Elmer Talbert "Coo Coo"
Born in New Orleans on August 8, 1900 – Died in New Orleans on December 13, 1950.
The following is a brief summary of Elmer Talbert's career with thanks to "New Orleans Jazz – a family album by Dr. Edmond Souchon and Al Rose (Louisiana University Press)
In 1929, he was with the Arnold Depass Dance Orchestra. He had lessons from Kid Rena and sometimes worked with Rena's low band and Paul Barnes. He was, like many New Orleans musicians, a part-time musician and made a living working in a laundromat. In 1947, he suffered a stroke but recovered well.
Between 1947 and his untimely death from another stroke in the late 1950s, he made some notable recordings, all with the George Lewis Band. On November 23, 1949, a party was held at 1111 Bourbon St. by jazz fan Herb Otto. George Lewis's full band was there, with other musicians and jazz fans present. Herb Otto and his friend Bob Greenwood had record labels and much of the music was recorded. On the American music label AMCD 74 "George Lewis's band at Herb Otto's party in 1949" you can hear the result. It's not high fidelity, but the music shines, it's very hot and our first chance to hear "Coo Coo" Elmer Talbert.

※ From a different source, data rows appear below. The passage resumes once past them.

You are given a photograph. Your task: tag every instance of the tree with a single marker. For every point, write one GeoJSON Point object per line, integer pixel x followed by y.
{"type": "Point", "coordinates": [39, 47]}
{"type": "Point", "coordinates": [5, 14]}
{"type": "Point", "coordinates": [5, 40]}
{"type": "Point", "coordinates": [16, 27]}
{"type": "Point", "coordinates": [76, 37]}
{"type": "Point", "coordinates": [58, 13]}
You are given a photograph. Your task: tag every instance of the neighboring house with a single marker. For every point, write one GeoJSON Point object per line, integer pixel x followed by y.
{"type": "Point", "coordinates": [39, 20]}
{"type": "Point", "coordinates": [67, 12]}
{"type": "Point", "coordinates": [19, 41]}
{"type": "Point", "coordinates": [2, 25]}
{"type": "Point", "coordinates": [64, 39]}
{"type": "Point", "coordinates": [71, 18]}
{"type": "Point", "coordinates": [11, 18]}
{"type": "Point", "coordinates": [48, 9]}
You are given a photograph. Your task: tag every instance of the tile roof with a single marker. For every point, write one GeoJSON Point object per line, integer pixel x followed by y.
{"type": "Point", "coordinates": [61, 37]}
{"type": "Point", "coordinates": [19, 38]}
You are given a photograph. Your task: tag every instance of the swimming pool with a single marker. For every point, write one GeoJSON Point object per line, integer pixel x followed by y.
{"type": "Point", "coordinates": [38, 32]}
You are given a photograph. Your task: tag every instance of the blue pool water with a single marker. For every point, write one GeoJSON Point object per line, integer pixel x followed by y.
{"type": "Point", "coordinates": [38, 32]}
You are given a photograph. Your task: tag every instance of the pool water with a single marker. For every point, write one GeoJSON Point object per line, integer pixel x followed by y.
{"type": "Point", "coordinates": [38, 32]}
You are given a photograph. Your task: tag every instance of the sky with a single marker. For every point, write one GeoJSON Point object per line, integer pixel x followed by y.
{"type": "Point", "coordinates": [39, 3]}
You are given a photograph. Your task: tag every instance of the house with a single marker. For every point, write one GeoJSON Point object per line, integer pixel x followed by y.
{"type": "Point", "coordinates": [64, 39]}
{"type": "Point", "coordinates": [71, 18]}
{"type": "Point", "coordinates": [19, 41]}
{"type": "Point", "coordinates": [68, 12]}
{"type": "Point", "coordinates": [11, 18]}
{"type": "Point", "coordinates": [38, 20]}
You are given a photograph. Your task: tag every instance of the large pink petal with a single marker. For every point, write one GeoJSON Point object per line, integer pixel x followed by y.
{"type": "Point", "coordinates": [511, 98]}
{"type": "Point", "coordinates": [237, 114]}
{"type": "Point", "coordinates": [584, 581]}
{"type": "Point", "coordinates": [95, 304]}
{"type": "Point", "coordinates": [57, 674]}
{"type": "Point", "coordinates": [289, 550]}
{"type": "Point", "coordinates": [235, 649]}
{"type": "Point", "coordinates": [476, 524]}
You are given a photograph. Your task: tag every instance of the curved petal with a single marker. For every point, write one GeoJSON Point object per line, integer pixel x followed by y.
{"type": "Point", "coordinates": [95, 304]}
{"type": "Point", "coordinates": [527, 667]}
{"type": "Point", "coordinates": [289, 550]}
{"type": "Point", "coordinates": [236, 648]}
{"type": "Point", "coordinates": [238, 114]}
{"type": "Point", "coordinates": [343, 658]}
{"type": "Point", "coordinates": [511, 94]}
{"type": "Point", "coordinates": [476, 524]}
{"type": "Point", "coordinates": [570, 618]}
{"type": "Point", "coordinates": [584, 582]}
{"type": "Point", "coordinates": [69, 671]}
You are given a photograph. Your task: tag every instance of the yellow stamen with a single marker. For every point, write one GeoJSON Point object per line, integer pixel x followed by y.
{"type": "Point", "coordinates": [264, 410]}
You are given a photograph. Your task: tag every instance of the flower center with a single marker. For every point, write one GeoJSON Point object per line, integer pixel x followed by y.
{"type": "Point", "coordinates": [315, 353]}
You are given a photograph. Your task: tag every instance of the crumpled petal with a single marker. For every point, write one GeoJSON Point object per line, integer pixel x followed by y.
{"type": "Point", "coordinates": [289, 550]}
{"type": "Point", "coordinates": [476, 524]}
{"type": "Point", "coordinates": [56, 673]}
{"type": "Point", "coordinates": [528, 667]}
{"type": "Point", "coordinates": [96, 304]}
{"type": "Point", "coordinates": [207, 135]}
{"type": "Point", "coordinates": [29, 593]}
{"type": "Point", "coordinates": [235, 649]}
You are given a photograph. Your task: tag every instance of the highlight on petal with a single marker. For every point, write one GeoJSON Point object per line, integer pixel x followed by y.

In May 1950, Dr. Edmond Souchon organized a George Lewis Band recording on behalf of the New Orleans Jazz Club. The understanding was that if Dr. Souchon could sell the record, George and the band would get the money. The recording took place at Filiberto's Music Store on Barracks Street. A hot, stuffy New Orleans day; Cold water, soda, beer and other good things were available with plenty of ice. George, the band's leader, kept strict control of the drinks, and the resulting music is undoubtedly one of the great classical jazz sessions in any style. It's your chance to listen to "George Lewis Jam Session" on AMCD 104. The whole band is fantastic, but Elmer Talbert's trumpet and his amazing vocal on "2.19 Blues" and "Pallet On The Floor" are Desert Island records for me. !
Just a few weeks later, on June 5, 1950, the George Lewis Band with "Coo Coo" on the trumpet made four tracks for the "Good Time Jazz" label. This was recorded in New Orleans and supervised by Jack Lewerke. In my opinion, this is one of the best qualities about George Lewis Band's sound and balance. I suppose there is a certain personal bias here, because this version of "Burgundy Street Blues" was played at my wedding with Diana Clark at the Ritz Carlton Hotel in New Orleans. The CD is on Good Time Jazz L12005. GTCD 12005-2.
Finally, on Jazz Crusade JCCD 3054, an aerial recording of the George Lewis Band with Elmer Talbert. This was a Dixieland Clambake show in New Orleans in September and October 1950. Some excellent George Lewis and Jim Robinson here and, unfortunately, our last chance to hear Elmer on the trumpet.